Tom went on to cover some of the functional benefits. The Employee Spaces status updates promote a significant reduction in email, especially those ones that are FYI or CC’s that clutter up your inbox. Documents and related dialog can be shared within the transparent update stream rather than as attachments in siloed email.

Employee on-boarding can be conducted in a much more efficient manner as new hires can easily be integrated into the right work networks, significantly shortening the time for them to be connected to the right people to become effective in their work. The robust employee profile is a big aid here. Then when employees leave, all of the work they did remains and is easily accessible.

Tom mentioned that innovation is a team sport and that is certainly the case. Crowd-sourcing can be supported. They use idea storms for their own product development at Moxie. Perhaps even more importantly the teams that implement these new ideas are efficiently connected and the right resources can be easily identified.

Internal communications can become more interactive through blogs and the status updates. This can extend to customer communication and you can collaborate on projects and share social functions in a secure manner with clients. As enterprise become more comfortable with the new transparency, there will be greater opportunities to learn from interactions. This potential is one of the things that first attracted me to the Web 2.0 tools. I saw that knowledge management could become an effortless byproduct of using the right tools, and not an additional activity at the end of a long day.
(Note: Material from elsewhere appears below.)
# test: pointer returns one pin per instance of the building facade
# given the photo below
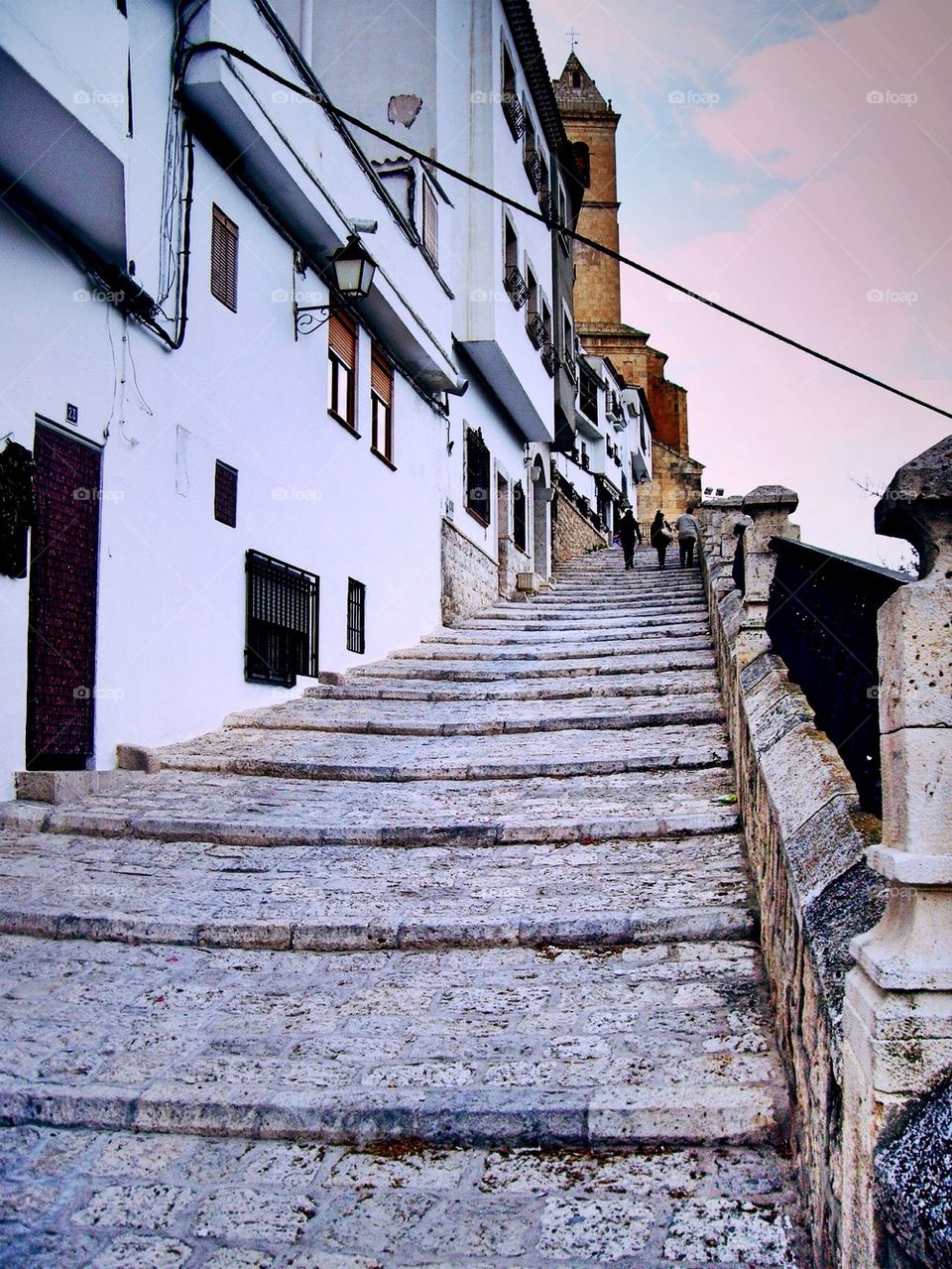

We discussed metrics. Moxie currently provides a series of activity-based metrics such as usage levels, who knows who, and who should known who.  They will be doing more work in this space to increase the discovery of where new connections need to be made, Employee Spaces uses Autonomy search and this is an important part of discovery. Enhanced search capabilities provide the ability to search for information across all types of content regardless of whether the information is within Employee Spaces or within an external application such as SharePoint. Search filters and tags can be used to narrow search results, using an easy-to-navigate user interface.

They also provide comprehensive mobile apps for the iPhone, Blackberry, and other devices. They have further enhanced integration of their social media listening and sentiment analysis with Facebook, Yelp, Flickr and Yahoo Firehose (YQL), adding to its existing integration with Twitter, You Tube, Bing, Blogger, and Digg among others. Also included is the ability to send direct messages back to users on Twitter.

Social and mobile are the new directions for enterprise apps. I like what Moxie is doing and look forward to their next moves. Here is a link to some of their demos.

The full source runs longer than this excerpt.